The gist of the argument is that somehow America naively signed on to GATS without knowing what it was doing, although many other signatories specifically excluded gambling services from their commitments.
Mark Mendel, Antigua's lead counsel in the WTO proceedings, said that the U.S. was wrong to say that it didn't intend to include gaming in its services commitments: "There is simply no basis for such a statement. When the schedules were drawn up over 10 years ago, there was extensive debate, proposal, and counterproposal from all WTO members in determining what commitments would be made. More than a dozen countries were able to expressly exclude gambling from their commitments, and many dozens more excluded the commitment in other ways. For the United States to say this was a mistake is just not true."
The USTR's claim that the U.S. mistakenly committed to gambling is outrageous. Of the 150 countries who participate in the GATS, more than 100 excluded gambling in their schedules. Most WTO members excluded gambling by simply not including the applicable sector, Sector 10 (Recreational, Cultural, and Sporting Services), in their GATS schedules.
It is offensive and incomprehensible that the USTR could take the position that the U.S. gambling commitment was made by mistake.

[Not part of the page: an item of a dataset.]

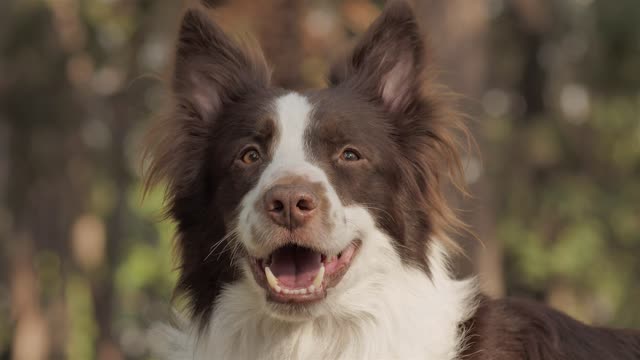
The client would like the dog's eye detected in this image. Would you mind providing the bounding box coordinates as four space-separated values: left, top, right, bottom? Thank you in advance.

After a hard-fought battle with Antigua, a nation of 80,000, the U.S. with our population of 300 million, should graciously admit defeat and work toward compliance of global fair trade rules. There is no other alternative.
A Little Gossip
The untenable position taken by the U.S. government was announced by Deputy United States Trade Representative John K. Veroneau. He previously held the title of "Legislative Director" for the now-departed Republican Majority Leader Bill Frist, a social conservative and rabid opponent of online gambling who snuck the Unlawful Internet Gambling Enforcement Act (UIGEA) into the port security bill under cover of night. Am I the only one uncomfortable with this?